Bigtable to Cloud Storage Avro template

The Bigtable to Cloud Storage Avro template is a pipeline that reads data from a Bigtable table and writes it to a Cloud Storage bucket in Avro format. You can use the template to move data from Bigtable to Cloud Storage.

Pipeline requirements

  • The Bigtable table must exist.
  • The output Cloud Storage bucket must exist before running the pipeline.

Template parameters

Required parameters

  • bigtableProjectId: The ID of the Google Cloud project that contains the Bigtable instance that you want to read data from.
  • bigtableInstanceId: The ID of the Bigtable instance that contains the table.
  • bigtableTableId: The ID of the Bigtable table to export.
  • outputDirectory: The Cloud Storage path where data is written. For example, gs://mybucket/somefolder.
  • filenamePrefix: The prefix of the Avro filename. For example, output-. Defaults to: part.

Optional parameters

Run the template

Console

  1. Go to the Dataflow Create job from template page.
  2. Go to Create job from template
  3. In the Job name field, enter a unique job name.
  4. Optional: For Regional endpoint, select a value from the drop-down menu. The default region is us-central1.

    For a list of regions where you can run a Dataflow job, see Dataflow locations.
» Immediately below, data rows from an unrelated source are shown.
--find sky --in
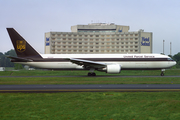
[0,0,180,55]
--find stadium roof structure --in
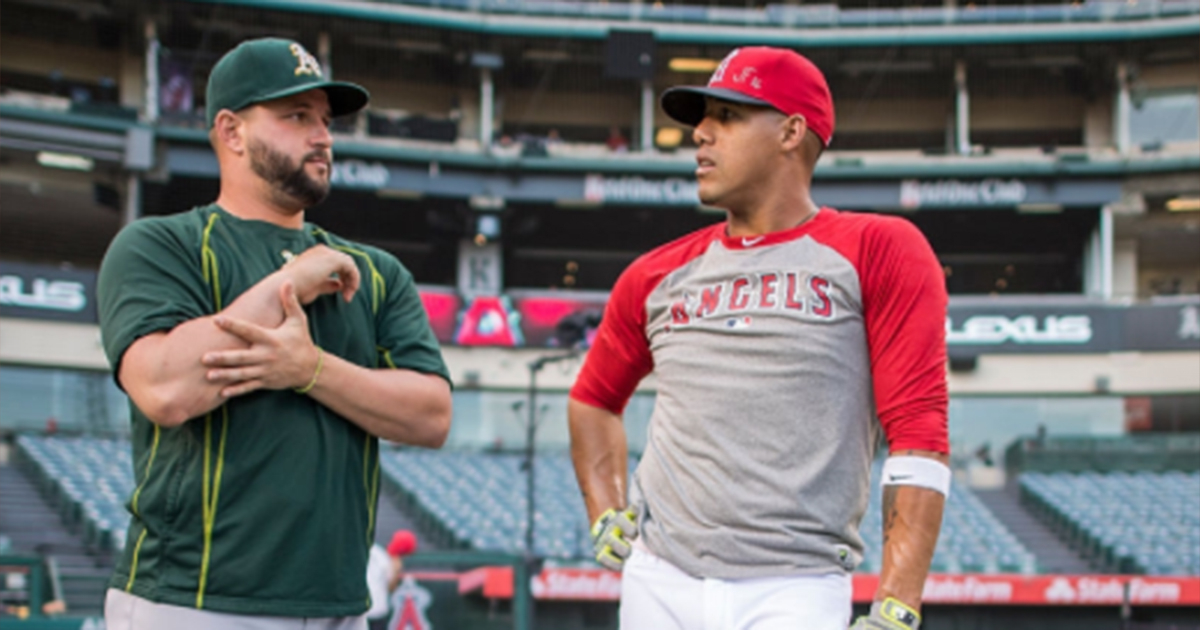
[180,0,1200,48]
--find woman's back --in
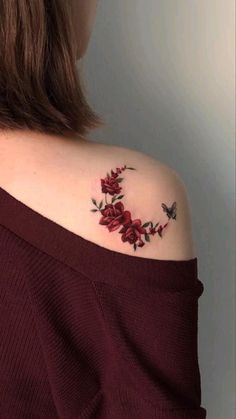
[0,135,206,419]
[0,131,194,259]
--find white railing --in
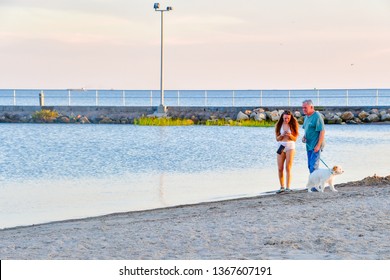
[0,89,390,107]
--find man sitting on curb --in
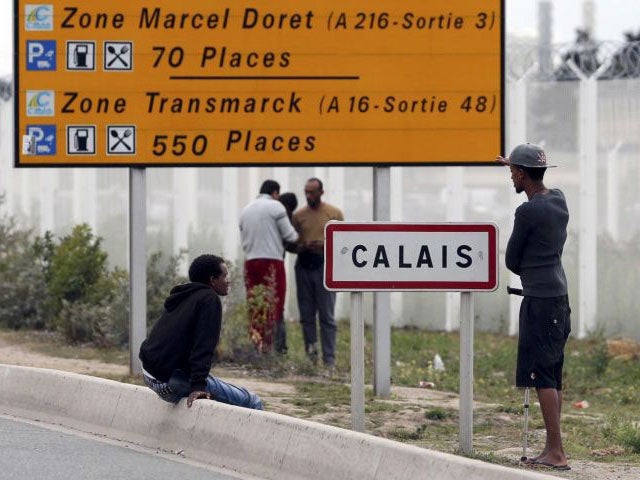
[139,255,262,410]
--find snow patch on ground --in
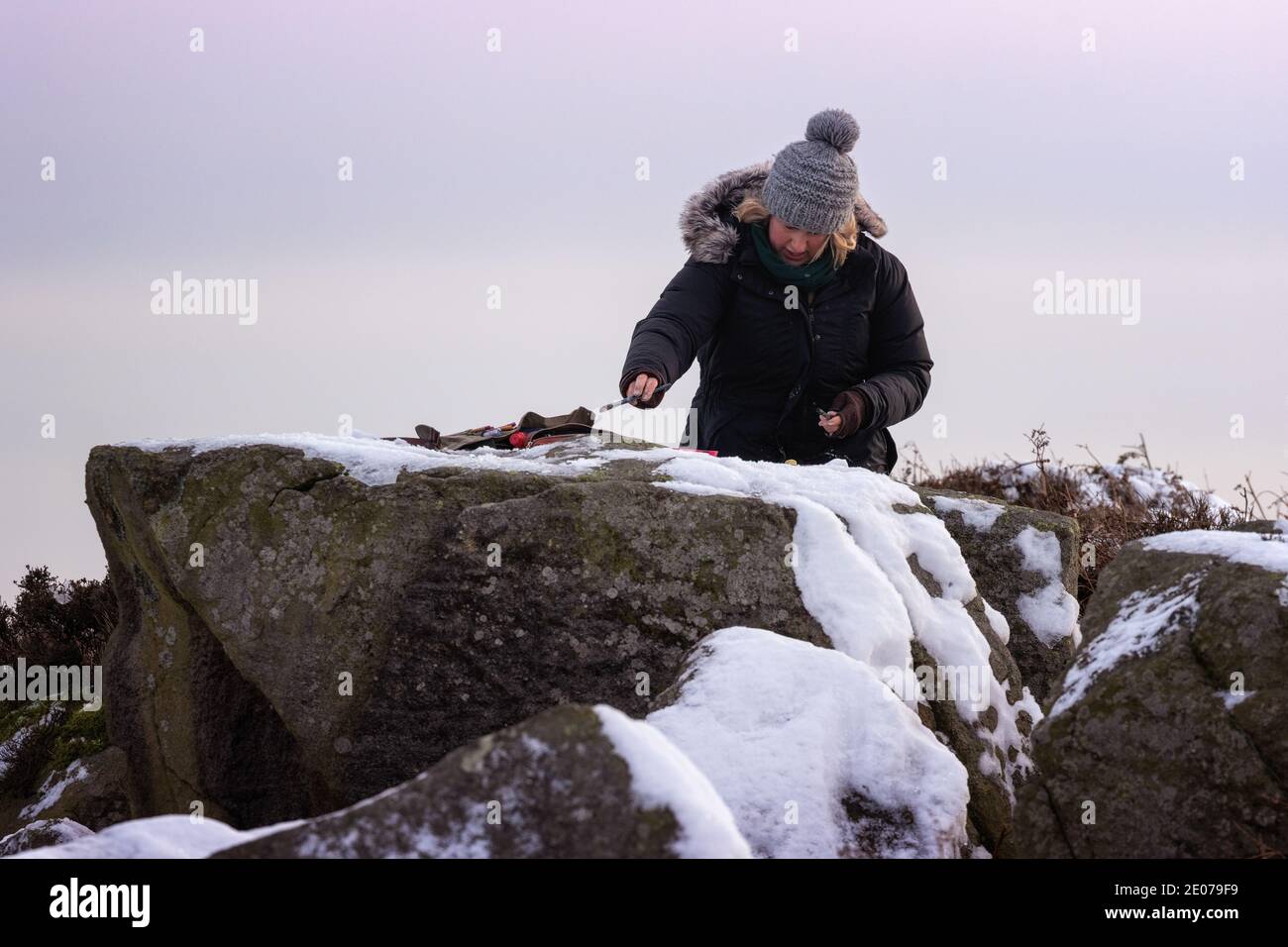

  5. From the Dataflow template drop-down menu, select the Cloud Bigtable to Avro Files on Cloud Storage template .
  6. In the provided parameter fields, enter your parameter values.
  7. Click Run job.

gcloud

In your shell or terminal, run the template:

gcloud dataflow jobs run JOB_NAME \
    --gcs-location gs://dataflow-templates-REGION_NAME/VERSION/Cloud_Bigtable_to_GCS_Avro \
    --region REGION_NAME \
    --parameters \
bigtableProjectId=BIGTABLE_PROJECT_ID,\
bigtableInstanceId=INSTANCE_ID,\
bigtableTableId=TABLE_ID,\
outputDirectory=OUTPUT_DIRECTORY,\
filenamePrefix=FILENAME_PREFIX

Replace the following:

  • JOB_NAME: a unique job name of your choice
  • VERSION: the version of the template that you want to use

    You can use the following values:

  • REGION_NAME: the region where you want to deploy your Dataflow job—for example, us-central1
  • BIGTABLE_PROJECT_ID: the ID of the Google Cloud project of the Bigtable instance that you want to read data from
  • INSTANCE_ID: the ID of the Bigtable instance that contains the table
  • TABLE_ID: the ID of the Bigtable table to export
  • OUTPUT_DIRECTORY: the Cloud Storage path where data is written, for example, gs://mybucket/somefolder
  • FILENAME_PREFIX: the prefix of the Avro filename, for example, output-

API

To run the template using the REST API, send an HTTP POST request. For more information on the API and its authorization scopes, see projects.templates.launch.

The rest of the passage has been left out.